22/7 is also an approximation. For me the easiest method is with a straight edge and a dividers. Pick a point on the line and strike a center. Using that center, draw a circle. At both points where the line and circle intersect, draw an arc from that  point to where the arc intersects the circle. That will give the six desired points, based on the radius of the circle. There is no "exact" answer otherwise, Pi is an "irrational(?)" number. It cannot be defined. The last time I followed the theory, 30-40 years ago, it had been calculated to 50K decimal places. I lost interest at that point, It works essentially unit-less. A string and a couple of sticks will give the same results on a larger scale.

.


----------



## savarin (Jun 25, 2021)

Followed Brinos method and got what I wanted, what looks like an exact intersection, first time ever.
Now I just have to figure out how to fabricate this on a little chunk of aluminium.
(see https://www.hobby-machinist.com/threads/the-giant-binocular.55688/page-24)


----------



## Ken226 (Jun 27, 2021)

For stuff like this, if I'm not feeling lazy enough to resort to CAD or the DROs bolt circle function, I'd use a trig right triangle formula.

For even segments, you'd only need to use the center as zero and calculate a set of coordinates for the first point.

After,  you can just alternate the negative sign from x to y coordinates to plot the other points.

For example,  if I wanted the coordinates for 6 points around a 4" diameter circle:

Assuming the center is zero, the only calculations needed would be for the 1st point.   6 points around a circle means 60° slices of the pie, and the radius is 2".

For X of the first point, cos60° times the radius.
  So,   (Cos60°)(2)=1  so X=1    


And y for the 1st point,  Tan60° times X
       (Tan60°)(1)=1.732051

So, right off the bat, I can plot the left and right most points as  x=2, y=0 and x=-2, y=0.

And the other 4 points, from the calculations above, just by swapping the order of the coordinates, to place them symmetrically in their respective quadrants using + and - of the coordinates calculated from the 1st quadrant.

  So,  coordinates for all points going counterclockwise from 3 o'clock.

1.    X2,   y0
2.    X1,   y1.732051
3.    X-1,  y1.732051
4.    X-2,  y0
5.    X-1,  y-1.732051
6.    X1,   y-1.732051.

To verify my work, I google a quick internet plotter and plot the points:





It'll work for any size circle and even numbers of points, as long as they're evenly spaced and symmetric in orientation.   Uneven or an odd number and you'd have to calculate each point individually.
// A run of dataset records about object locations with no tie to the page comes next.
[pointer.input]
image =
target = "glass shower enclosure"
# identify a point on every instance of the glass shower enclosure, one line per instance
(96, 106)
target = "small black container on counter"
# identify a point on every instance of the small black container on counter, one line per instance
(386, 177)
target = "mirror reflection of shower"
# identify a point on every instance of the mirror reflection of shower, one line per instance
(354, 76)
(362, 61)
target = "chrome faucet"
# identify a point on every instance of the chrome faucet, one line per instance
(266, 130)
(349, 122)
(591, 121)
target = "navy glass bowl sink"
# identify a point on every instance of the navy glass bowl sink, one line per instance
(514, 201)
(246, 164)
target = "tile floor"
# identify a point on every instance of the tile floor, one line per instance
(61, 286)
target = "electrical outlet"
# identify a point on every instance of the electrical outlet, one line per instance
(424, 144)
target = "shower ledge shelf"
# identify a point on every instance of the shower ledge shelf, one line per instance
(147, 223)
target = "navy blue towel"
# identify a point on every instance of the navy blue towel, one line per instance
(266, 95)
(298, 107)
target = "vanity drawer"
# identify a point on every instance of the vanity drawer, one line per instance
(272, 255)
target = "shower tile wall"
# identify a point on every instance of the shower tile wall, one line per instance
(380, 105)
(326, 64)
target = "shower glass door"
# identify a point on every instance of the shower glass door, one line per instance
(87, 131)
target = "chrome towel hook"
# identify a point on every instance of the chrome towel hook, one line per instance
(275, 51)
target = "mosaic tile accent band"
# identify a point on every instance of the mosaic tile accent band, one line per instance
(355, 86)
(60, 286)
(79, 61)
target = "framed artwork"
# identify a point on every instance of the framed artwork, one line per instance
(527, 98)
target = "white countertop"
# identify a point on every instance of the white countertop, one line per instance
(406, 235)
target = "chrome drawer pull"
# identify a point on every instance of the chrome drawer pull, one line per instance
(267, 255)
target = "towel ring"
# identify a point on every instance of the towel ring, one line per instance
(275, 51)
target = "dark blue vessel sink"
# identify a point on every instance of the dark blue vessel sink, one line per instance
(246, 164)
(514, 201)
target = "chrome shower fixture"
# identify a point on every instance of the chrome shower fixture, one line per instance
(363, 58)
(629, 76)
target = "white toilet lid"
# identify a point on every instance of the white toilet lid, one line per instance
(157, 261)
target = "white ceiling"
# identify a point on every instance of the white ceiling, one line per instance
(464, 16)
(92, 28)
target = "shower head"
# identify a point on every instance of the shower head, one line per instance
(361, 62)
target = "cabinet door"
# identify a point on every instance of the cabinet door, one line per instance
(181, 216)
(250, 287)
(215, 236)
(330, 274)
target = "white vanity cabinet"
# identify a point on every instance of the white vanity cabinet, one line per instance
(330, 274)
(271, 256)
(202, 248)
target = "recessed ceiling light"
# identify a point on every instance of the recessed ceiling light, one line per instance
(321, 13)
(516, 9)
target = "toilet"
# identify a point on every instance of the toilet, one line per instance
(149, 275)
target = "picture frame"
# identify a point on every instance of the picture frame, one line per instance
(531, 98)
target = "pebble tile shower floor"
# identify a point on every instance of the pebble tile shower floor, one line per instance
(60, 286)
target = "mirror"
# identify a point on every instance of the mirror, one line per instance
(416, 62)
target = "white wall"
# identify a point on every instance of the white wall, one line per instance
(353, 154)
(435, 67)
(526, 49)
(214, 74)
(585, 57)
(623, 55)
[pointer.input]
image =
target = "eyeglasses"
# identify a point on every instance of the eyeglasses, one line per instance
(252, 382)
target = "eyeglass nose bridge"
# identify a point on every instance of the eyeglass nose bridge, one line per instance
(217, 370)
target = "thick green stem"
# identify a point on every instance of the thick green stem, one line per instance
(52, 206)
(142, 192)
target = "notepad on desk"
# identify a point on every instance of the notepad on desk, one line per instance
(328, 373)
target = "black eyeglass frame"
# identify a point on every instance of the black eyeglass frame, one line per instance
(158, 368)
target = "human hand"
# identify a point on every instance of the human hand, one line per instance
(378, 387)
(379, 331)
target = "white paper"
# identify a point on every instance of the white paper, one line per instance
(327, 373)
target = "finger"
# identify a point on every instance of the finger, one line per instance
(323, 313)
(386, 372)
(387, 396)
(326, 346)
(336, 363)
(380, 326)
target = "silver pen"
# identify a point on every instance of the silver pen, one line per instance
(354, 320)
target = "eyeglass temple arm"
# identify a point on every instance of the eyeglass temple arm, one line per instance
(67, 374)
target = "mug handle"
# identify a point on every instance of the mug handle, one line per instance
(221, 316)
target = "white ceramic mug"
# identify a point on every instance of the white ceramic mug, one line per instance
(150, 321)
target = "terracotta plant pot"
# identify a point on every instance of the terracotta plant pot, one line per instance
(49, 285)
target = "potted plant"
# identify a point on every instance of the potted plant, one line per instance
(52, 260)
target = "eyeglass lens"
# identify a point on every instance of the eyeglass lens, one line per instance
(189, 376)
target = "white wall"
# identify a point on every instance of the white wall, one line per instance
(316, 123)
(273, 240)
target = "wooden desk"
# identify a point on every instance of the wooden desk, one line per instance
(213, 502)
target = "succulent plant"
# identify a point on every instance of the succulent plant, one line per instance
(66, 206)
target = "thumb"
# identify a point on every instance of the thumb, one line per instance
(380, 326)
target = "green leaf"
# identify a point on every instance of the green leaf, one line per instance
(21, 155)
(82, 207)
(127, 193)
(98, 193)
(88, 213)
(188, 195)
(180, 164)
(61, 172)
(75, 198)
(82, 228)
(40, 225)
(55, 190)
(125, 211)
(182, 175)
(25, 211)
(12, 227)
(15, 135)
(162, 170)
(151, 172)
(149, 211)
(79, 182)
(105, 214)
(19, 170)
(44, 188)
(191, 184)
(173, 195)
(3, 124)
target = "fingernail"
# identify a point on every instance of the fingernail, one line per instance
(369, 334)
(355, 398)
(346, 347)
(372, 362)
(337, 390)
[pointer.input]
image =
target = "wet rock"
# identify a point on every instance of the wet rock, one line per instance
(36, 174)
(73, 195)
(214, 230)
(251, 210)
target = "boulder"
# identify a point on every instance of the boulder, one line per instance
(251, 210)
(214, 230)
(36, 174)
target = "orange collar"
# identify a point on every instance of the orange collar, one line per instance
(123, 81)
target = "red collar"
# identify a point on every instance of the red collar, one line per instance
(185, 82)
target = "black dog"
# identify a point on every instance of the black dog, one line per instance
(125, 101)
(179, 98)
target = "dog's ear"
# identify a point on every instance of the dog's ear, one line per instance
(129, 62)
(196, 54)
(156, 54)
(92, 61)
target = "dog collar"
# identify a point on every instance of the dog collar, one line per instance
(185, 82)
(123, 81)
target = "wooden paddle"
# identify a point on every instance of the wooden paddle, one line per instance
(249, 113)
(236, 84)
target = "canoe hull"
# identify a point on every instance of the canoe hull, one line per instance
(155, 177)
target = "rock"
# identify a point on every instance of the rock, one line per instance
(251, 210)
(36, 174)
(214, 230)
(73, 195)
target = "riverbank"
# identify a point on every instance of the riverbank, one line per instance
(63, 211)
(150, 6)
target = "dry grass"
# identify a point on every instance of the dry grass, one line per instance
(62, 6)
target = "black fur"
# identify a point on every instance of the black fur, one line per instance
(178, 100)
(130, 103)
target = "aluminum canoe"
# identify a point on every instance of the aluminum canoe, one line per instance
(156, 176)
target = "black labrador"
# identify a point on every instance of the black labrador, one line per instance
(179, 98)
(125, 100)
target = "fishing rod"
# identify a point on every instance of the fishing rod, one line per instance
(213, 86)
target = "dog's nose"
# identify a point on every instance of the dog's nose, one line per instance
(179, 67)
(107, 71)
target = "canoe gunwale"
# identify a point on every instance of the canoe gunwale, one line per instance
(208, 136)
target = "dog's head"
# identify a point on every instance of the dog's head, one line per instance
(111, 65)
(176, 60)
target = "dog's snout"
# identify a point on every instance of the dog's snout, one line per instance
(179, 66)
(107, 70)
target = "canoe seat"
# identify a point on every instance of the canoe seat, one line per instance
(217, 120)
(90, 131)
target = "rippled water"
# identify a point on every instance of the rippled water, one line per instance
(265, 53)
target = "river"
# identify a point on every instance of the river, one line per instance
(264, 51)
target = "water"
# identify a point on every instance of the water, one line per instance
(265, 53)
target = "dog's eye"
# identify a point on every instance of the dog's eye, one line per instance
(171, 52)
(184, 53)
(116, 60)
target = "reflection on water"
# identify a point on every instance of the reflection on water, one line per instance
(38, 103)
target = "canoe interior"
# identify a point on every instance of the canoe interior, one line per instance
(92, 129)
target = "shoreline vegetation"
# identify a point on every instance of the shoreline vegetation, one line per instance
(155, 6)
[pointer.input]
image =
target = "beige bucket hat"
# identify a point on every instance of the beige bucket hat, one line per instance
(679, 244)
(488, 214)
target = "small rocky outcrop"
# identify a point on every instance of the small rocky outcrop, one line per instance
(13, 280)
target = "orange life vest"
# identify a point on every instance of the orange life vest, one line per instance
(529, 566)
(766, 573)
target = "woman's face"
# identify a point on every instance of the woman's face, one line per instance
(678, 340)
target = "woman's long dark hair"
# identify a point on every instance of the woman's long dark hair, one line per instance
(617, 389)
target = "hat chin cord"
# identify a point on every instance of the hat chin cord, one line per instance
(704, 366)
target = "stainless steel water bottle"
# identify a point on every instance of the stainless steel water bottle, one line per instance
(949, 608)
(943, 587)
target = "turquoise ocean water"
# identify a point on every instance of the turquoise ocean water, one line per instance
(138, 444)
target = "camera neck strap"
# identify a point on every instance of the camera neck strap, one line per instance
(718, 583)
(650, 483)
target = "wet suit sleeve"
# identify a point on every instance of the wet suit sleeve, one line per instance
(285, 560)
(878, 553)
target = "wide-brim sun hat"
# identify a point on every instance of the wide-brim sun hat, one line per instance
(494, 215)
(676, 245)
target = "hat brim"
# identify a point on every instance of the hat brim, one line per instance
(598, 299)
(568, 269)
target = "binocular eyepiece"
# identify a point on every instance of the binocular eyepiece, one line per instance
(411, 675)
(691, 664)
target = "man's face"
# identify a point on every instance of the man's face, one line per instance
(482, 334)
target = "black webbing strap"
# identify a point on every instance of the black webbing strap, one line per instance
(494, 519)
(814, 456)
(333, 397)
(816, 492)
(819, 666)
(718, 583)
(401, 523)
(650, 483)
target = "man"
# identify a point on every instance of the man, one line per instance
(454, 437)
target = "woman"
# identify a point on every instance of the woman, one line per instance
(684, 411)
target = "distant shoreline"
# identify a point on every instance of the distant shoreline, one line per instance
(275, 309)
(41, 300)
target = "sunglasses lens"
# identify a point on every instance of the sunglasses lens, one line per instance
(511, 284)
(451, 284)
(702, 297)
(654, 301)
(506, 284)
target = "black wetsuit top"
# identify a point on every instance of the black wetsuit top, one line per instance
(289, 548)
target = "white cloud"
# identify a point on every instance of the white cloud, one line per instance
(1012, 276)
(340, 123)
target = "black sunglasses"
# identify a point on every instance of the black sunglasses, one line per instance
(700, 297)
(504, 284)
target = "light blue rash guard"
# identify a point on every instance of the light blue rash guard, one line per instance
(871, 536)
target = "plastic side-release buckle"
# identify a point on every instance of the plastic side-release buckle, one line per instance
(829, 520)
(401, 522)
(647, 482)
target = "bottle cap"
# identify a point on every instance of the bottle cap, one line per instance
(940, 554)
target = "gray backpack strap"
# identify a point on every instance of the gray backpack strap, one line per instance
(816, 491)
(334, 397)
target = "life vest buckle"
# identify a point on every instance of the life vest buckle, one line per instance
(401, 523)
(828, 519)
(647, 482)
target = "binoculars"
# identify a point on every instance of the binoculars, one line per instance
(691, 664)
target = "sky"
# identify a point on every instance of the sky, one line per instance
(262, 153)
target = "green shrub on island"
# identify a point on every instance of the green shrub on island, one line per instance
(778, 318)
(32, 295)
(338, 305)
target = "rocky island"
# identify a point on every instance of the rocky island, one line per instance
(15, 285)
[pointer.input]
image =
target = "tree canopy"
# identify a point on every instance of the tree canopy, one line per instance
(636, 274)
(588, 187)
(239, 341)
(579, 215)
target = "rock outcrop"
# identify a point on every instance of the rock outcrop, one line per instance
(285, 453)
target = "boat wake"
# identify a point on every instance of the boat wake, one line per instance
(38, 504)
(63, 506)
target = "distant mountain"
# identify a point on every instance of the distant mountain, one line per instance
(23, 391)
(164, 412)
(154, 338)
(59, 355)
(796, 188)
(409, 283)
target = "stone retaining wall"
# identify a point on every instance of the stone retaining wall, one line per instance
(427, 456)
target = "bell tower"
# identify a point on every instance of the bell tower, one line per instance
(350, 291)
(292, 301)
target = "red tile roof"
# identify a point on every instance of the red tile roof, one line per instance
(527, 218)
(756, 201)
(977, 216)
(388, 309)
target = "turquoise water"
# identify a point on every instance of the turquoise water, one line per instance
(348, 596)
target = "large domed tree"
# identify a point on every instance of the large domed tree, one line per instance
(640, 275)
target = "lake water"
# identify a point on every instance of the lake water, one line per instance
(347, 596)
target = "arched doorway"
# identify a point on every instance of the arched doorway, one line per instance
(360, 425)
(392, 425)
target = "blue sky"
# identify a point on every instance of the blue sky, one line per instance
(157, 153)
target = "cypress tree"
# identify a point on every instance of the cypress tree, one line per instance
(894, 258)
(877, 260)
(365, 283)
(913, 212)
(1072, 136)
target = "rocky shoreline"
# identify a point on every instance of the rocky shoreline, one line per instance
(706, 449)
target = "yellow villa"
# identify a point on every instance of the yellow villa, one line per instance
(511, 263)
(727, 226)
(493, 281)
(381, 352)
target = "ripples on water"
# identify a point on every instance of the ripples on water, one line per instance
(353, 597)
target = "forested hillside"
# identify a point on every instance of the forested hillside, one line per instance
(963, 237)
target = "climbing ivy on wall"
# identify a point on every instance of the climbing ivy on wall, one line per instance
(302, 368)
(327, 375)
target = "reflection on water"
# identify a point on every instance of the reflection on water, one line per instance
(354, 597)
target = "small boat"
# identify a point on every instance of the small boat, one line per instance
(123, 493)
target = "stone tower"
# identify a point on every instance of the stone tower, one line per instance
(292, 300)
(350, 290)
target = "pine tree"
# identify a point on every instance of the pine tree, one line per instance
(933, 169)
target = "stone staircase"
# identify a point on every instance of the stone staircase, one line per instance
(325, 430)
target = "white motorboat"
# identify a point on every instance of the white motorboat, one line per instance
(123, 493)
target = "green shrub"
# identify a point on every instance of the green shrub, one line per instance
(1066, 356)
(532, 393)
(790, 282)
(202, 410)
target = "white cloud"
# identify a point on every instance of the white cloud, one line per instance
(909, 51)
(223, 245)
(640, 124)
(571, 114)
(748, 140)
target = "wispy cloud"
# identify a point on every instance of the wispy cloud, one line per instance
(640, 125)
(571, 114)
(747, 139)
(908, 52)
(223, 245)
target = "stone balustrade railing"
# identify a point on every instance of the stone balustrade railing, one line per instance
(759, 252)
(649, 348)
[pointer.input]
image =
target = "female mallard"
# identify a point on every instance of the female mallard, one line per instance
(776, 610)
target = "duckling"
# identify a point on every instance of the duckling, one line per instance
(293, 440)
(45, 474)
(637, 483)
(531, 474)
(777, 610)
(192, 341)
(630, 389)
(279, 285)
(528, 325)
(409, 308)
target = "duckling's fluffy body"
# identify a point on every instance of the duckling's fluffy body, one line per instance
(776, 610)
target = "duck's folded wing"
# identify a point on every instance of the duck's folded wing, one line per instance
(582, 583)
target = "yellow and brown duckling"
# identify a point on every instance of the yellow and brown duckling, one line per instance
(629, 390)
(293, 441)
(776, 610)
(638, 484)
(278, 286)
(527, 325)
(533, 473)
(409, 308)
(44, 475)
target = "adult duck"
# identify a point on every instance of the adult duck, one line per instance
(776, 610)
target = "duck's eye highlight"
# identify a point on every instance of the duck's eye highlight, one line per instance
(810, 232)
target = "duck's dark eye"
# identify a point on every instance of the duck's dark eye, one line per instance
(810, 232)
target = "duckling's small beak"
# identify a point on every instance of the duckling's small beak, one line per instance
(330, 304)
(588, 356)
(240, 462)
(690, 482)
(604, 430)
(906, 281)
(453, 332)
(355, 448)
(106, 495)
Also not difficult.

   If there's more that 1 point per quadrant,  you have to do a seperate calculation for each point in the quadrant.



Or, is this totally not at all what he was talking about?  I was a little confused about the purpose.


----------



## Liljoebrshooter (Jun 27, 2021)

Here is the chart I found online. 
Joe


----------



## Illinoyance (Jun 30, 2021)

If you start by laying out chords successively around the circle the last chord WILL end at the starting point.  The fact that you are having trouble making it come out balls on means an accumulation of small errors, probably not getting the point of the divider exactly on the last arc scribed.  Try making a light prick punch mark at each chord/circle intersection.  If the punch mark is off a bit you should "walk" it to where it is supposed to be.  Then scribe the next arc.  Rinse and repeat.

I you do the layout according to brino's diagram you will not have the problem of accumulating errors.

On any circle six chords each equal to the radius will fit EXACYLY.  If it doesn't you have introduced errors. The most likely one is not setting the divider leg exactly where it is supposed to be.  I am assuming you did not disturb the divider setting from when you scribed the circle.
Pi is not involved.


----------



## savarin (Jun 30, 2021)

Using a magnifier its easy to see its all me.
Problem solved
Thanks everyone


----------